CamCom Sud est o accorpamento Siracusa-Ragusa: tutto rinviato

di Giuseppe Bianca

Ieri si è tenuta a Roma la conferenza Stato-Regioni che doveva approfondire tutte le tematiche ancora sul tappeto sull’accorpamento delle camere di commercio del Sud est. Nel corso della conferenza si è affrontato il parere, ai sensi dell'articolo 3, comma 4 del decreto legislativo 25 novembre 2016, n. 219, sullo schema di decreto del Ministro dello sviluppo economico concernente la rideterminazione delle circoscrizioni territoriali delle Camere di commercio, industria, artigianato e agricoltura e l'approvazione dei piani di razionalizzazione. Sul tavolo la vicenda relativa la revoca dall'accorpamento alla super camera del Sud-est. Nel corso dei vari punti sono sorti irrigidimenti da parte di alcune regioni come il Piemonte e la Sardegna; a rappresentare la Sicilia l’assessore regionale del Territorio e dell'Ambiente, Maurizio Croce, il quale ha ribadito la volontà del governatore di fare marcia indietro e di annullare l’attuale provvedimento dopo essersi sentito con il ministro Calenda a favore del nuovo accorpamento del distretto Siracusa-Ragusa. Da più rappresentanti delle regioni è emersa la volontà di chiedere nuove camere di commercio. La proposta del nuovo distretto siciliano trova la giusta indicazione nella legge Madia. La conferenza Stato-Regioni al termine dell’incontro ha rinviato a giovedì 3 agosto la decisione o meno di revoca della super camera Sud est seguendo la direttrice ministeriale che vuole che le città metropolitane concorrano a se, e la realizzazione del nuovo distretto Siracusa-Ragusa.
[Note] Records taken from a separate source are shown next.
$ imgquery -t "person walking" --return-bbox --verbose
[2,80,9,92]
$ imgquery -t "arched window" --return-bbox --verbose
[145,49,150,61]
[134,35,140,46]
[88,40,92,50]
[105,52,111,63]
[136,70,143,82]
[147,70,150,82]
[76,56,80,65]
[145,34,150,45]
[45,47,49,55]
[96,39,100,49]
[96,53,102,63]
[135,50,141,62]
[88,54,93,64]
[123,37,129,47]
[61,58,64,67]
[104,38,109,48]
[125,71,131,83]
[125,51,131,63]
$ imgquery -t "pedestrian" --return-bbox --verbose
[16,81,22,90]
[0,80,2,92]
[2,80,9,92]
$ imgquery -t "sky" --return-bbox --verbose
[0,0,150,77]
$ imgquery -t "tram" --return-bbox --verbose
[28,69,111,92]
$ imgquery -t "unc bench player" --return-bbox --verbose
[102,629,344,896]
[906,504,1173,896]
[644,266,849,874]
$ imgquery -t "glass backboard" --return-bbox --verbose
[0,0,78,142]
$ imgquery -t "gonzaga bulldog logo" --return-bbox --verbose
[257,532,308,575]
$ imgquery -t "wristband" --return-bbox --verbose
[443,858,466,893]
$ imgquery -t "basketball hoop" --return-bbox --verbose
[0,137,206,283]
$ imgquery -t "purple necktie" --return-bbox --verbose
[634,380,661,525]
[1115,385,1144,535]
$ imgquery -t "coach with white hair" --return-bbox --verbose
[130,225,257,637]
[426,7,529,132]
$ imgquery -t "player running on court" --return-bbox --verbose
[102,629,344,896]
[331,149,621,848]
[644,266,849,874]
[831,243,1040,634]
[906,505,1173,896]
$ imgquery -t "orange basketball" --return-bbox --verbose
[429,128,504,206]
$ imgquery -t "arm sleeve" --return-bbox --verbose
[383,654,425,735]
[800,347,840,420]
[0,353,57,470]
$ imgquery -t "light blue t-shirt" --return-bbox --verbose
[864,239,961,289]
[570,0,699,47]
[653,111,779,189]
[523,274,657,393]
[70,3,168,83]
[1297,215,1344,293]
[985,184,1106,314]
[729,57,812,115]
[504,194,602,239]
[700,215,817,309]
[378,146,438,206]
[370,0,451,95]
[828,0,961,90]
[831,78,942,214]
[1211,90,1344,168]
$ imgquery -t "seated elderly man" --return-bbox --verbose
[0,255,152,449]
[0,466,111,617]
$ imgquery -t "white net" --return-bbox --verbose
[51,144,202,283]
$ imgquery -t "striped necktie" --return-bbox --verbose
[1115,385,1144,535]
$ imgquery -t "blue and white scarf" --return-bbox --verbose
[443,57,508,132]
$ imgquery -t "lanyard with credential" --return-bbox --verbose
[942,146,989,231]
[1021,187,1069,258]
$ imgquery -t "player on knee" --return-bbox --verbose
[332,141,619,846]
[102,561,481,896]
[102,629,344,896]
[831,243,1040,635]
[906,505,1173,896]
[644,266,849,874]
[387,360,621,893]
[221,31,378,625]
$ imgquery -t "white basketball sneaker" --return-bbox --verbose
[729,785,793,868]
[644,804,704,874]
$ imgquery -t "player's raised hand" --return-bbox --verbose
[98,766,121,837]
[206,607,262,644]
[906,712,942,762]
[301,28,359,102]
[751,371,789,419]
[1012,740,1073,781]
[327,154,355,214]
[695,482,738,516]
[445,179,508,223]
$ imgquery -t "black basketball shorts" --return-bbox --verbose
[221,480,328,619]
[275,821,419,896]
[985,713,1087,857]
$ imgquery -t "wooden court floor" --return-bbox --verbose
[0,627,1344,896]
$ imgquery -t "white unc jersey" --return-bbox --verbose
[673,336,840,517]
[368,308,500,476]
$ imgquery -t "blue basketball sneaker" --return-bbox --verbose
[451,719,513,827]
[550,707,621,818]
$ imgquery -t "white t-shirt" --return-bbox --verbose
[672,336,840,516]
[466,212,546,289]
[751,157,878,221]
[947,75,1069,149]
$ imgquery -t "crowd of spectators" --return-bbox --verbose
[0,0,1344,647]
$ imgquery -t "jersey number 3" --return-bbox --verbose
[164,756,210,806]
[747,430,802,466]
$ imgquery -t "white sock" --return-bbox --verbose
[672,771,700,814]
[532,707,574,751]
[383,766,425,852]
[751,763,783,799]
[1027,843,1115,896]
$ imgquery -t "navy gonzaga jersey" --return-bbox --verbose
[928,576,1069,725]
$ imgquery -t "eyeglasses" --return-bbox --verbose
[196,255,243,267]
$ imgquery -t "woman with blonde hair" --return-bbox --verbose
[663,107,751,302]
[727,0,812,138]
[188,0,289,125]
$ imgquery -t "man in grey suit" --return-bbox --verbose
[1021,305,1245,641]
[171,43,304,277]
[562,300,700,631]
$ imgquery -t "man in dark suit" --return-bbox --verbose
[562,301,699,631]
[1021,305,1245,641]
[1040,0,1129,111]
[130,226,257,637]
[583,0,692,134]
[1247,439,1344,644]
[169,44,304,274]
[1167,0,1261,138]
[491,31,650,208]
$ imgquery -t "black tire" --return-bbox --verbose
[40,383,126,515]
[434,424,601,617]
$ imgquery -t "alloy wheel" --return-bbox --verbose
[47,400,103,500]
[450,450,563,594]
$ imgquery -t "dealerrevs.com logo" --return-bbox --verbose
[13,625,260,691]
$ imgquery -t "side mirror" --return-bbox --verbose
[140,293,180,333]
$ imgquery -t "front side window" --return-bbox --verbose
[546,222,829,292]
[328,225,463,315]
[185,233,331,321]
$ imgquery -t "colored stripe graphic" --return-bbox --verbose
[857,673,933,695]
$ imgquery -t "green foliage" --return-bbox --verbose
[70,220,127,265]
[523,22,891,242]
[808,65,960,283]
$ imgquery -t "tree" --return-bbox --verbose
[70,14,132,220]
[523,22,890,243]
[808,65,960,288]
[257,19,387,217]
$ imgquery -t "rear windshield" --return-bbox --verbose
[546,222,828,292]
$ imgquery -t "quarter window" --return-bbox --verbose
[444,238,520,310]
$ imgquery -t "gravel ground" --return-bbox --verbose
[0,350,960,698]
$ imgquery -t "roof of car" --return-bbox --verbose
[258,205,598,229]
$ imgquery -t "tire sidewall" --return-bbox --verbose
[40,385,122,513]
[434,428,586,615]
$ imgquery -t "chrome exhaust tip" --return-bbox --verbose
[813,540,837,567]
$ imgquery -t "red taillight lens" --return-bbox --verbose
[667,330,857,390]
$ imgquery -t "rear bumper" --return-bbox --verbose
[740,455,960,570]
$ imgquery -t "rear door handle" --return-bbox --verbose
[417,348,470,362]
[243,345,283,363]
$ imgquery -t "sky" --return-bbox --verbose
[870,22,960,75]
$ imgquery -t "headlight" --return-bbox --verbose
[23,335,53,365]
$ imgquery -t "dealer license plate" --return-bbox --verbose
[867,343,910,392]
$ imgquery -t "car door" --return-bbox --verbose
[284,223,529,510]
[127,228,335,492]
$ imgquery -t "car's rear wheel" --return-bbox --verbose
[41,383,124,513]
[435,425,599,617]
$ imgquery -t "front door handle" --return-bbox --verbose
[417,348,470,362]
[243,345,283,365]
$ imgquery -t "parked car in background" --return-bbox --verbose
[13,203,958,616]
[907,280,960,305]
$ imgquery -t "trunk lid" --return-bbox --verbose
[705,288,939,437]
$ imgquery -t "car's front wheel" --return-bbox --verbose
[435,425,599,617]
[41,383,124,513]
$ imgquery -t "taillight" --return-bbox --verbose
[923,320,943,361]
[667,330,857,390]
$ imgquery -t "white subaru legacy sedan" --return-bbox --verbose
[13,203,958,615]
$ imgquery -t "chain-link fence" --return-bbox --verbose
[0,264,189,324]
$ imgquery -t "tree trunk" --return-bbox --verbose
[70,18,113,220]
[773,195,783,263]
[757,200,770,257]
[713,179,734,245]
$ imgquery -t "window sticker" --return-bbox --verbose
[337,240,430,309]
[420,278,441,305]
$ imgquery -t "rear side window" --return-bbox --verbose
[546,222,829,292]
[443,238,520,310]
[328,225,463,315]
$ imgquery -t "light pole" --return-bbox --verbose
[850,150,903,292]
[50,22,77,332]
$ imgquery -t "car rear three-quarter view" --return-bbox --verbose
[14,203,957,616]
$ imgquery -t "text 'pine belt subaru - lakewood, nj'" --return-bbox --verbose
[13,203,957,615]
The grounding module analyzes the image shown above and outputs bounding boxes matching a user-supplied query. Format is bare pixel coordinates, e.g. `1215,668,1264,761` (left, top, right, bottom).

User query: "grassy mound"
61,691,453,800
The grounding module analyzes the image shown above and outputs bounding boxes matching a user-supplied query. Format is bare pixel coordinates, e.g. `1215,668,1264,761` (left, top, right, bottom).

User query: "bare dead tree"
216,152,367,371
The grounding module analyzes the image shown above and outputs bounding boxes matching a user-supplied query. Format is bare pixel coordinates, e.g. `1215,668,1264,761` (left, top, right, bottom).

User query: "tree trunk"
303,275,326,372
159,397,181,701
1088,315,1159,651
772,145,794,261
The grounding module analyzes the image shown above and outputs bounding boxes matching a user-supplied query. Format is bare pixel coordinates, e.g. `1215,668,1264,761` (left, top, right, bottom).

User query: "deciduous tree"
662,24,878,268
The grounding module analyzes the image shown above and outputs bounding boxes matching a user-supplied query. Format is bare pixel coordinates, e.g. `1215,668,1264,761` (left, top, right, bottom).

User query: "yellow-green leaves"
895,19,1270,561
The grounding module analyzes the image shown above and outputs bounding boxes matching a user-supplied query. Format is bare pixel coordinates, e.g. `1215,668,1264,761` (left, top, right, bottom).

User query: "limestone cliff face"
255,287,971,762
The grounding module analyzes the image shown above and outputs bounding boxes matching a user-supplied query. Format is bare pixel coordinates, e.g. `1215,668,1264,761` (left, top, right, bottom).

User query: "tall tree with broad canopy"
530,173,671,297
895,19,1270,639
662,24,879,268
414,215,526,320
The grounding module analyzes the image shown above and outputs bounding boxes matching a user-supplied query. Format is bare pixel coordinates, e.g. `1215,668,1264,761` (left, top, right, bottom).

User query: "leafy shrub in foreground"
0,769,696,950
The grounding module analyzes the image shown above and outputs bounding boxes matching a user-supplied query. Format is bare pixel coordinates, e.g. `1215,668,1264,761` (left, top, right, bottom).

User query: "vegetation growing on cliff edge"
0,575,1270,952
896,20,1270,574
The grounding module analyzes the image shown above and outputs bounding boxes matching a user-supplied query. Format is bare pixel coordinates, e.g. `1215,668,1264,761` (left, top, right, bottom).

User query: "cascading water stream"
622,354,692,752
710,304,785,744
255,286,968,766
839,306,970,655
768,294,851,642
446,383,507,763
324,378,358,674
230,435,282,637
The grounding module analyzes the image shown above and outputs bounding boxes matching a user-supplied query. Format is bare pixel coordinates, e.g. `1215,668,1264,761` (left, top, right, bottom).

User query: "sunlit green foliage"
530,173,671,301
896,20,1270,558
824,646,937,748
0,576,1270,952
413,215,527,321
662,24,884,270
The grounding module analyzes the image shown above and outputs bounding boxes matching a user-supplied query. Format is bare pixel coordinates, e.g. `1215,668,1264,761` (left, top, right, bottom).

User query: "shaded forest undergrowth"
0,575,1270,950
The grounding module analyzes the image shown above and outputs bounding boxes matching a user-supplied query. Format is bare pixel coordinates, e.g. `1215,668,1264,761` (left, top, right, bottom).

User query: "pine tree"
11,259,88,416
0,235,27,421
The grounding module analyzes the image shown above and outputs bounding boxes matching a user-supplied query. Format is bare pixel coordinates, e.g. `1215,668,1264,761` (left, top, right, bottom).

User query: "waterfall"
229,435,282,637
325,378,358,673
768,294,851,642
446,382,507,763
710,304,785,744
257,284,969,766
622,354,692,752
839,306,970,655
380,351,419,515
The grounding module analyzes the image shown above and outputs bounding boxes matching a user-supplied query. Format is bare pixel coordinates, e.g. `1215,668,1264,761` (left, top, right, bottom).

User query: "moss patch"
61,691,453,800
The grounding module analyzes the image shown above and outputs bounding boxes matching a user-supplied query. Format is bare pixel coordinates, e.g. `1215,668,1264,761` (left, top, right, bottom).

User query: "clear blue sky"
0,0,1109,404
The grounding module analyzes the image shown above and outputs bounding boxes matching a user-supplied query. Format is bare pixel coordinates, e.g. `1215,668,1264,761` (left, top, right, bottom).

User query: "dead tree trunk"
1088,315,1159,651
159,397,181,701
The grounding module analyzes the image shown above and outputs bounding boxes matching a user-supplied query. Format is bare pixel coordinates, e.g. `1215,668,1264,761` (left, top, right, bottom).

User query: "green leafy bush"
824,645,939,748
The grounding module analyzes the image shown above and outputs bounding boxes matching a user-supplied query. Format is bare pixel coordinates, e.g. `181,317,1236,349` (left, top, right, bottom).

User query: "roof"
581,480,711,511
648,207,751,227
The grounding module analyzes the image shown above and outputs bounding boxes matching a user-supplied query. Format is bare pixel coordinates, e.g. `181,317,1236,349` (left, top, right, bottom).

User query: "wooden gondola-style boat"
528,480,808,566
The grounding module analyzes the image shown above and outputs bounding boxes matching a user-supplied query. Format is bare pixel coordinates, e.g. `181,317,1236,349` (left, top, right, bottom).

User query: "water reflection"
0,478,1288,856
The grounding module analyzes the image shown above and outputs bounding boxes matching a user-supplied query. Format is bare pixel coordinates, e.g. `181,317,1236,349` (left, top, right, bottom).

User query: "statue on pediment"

«Non potevamo fare diversamente – aveva detto l’assessore regionale alle Attività produttive, Mariella Lo Bello - è più semplice, infatti, procedere alla sospensione o all’annullamento della seduta d’insediamento della nuova camera di commercio che a incorrere nel rischio della violazione della legge. Avevamo, quindi, deciso di convocare la seduta per il 31 luglio, in attesa del pronunciamento della conferenza Stato-Regioni e quindi delle determinazioni del ministro Calenda che poi non c’è stato». Quindi nelle more di un mancato pronunciamento si attende adesso dalla Regione la sospensione della seduta di convocazione della nuova camera di commercio del 31 luglio.